If you are applying a reset you might need to specify a 'pragma' so that the synthesis tool correctly identifies it.
Also latches should use = not <=, when they are enabled they are combinatorial (open) and will not break feedback loops.
This is typical way to create a latch with an asynchronous reset:
//synopsys async_set_reset "rst_an"
always #* begin
if (~rst_an) begin
// Reset
x = 1'b0;
end
else if (latch_open) begin
//next datavalue
x = y ;
end
end
In your case you might want something like :
//synopsys async_set_reset "rst_an"
always #* begin
if (~rst_an) begin
pwr_off_req_latched = 1'b0;
end
else if ( pwr_off_req ) begin
pwr_off_req_latched = 1'b1 ;
end
end
Latches can create problems for timing analysis tools. They also don't map to certain (FPGA) architectures directly, so are much harder for the place-and-route tools. Hence the warnings.
However, what you are asking for is not a latch as I understand the digital logic sense - merely a flipflop which doesn't ever get reset.

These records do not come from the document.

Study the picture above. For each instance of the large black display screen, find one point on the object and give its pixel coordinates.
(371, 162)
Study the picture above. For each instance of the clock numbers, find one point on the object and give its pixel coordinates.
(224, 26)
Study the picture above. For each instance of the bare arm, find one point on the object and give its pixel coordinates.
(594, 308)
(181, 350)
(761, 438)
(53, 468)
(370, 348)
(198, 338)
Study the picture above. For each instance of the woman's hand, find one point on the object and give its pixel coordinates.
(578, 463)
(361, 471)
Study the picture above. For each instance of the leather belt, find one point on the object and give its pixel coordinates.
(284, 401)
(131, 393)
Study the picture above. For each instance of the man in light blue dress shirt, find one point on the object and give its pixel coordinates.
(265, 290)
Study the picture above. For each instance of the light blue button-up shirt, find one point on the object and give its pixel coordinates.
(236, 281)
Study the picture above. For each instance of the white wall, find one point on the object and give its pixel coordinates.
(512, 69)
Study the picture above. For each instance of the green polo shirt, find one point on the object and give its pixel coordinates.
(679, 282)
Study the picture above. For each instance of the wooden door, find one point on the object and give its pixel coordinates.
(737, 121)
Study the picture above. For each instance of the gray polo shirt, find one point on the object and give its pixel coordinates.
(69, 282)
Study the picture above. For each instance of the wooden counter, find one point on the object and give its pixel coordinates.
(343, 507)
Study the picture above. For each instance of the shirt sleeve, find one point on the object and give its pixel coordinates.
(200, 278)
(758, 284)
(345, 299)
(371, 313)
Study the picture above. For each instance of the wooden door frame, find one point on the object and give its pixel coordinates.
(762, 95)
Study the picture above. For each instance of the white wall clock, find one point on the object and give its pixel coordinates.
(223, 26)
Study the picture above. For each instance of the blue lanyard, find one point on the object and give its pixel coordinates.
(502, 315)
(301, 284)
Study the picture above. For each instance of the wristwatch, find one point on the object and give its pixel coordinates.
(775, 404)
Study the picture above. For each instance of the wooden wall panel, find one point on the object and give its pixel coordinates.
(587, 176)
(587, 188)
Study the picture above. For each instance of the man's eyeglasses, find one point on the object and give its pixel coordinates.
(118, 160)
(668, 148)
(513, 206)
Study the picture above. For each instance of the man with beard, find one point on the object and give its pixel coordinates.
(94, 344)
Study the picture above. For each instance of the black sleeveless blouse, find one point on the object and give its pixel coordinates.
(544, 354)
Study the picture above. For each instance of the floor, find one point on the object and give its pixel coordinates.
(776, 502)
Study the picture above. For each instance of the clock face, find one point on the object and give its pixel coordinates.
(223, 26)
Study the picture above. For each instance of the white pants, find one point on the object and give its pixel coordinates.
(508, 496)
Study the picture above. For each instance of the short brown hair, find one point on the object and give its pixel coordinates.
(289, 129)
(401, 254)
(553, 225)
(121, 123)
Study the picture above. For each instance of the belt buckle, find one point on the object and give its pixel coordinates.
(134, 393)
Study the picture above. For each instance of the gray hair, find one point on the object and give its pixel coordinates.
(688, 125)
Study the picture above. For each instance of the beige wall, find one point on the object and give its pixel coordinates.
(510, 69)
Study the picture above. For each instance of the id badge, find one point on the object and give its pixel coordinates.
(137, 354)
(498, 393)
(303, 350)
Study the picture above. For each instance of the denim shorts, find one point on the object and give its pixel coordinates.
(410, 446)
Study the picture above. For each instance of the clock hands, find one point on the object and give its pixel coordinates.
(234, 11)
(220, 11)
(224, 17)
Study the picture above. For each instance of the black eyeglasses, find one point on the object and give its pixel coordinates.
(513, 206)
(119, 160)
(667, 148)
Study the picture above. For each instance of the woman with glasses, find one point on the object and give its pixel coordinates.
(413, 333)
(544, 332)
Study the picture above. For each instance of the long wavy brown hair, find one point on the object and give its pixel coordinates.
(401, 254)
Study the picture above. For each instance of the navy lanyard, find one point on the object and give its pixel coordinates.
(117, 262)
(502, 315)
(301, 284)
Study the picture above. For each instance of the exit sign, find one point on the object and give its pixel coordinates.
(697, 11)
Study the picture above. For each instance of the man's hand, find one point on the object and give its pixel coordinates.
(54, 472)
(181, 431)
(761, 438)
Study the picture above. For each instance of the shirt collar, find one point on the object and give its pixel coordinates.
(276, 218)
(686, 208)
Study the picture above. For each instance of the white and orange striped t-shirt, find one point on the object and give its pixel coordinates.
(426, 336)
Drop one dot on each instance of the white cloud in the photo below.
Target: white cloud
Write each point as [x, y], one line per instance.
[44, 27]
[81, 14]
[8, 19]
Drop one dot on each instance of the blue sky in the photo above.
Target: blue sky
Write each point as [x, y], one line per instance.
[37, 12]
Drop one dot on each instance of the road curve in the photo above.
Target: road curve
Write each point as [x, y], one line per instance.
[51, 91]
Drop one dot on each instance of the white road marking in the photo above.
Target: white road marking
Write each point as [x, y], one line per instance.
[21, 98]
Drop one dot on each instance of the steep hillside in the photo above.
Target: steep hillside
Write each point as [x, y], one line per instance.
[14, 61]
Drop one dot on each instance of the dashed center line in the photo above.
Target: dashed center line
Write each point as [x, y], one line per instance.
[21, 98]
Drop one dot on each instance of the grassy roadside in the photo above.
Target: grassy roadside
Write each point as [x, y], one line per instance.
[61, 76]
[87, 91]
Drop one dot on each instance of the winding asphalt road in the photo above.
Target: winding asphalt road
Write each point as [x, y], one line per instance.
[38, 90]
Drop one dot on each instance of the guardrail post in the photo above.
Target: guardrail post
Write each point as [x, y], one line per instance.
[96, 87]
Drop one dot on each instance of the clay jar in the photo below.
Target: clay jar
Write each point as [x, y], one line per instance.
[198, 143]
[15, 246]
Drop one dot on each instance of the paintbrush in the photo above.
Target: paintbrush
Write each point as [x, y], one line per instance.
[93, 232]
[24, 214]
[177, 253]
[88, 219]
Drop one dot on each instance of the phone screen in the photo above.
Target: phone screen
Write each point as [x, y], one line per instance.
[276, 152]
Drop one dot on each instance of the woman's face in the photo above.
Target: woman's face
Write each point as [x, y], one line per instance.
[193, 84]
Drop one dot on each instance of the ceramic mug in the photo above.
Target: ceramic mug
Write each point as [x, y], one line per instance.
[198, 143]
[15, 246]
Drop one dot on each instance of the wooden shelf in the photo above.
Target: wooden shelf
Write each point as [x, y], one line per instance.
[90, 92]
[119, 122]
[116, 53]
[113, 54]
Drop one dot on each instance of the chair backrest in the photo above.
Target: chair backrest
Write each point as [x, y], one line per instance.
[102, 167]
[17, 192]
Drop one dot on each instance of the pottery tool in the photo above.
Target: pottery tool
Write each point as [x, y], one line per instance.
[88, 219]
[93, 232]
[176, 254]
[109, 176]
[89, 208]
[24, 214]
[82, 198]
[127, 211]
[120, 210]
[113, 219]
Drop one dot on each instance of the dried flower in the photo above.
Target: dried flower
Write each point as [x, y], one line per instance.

So, it can be simplified to a simple d-type flipflop with the D input tied to 1 and the clk input connected to your pwr_off_req signal:
reg pwr_off_req_latched = 0;
always # (posedge pwr_off_req) begin
pwr_off_req_latched <= 1'b1;
end
You'll have no noise rejection on that at all - any positive going edge will latch the flipflop to 1.
If I were doing this, I would run the input into a double-flip-flop synchroniser and then count a few clock pulses of the synchronised signal to make sure it's not noise before setting the latched signal. Unless you are expecting real events shorter than a few clock pulses that'd the way to do it.
Aside:
A "latch" in the digital logic world usually means either
a circuit whose output holds whichever of the two inputs was last high (a Set/Reset or SR latch)
a circuit whose output holds the input value while a control signal is inactive, but follows the input when the control signal is low - a transparent latch
This is in comparison to a flipflop, whose output holds some aspect related to the input(s) when the control signal changes (usually) from low to high, and ignores the inputs except for a tiny time window around that rising edge. These are D-type, T-type and JK-type flipflops, depending on how the output behaves relative to the input.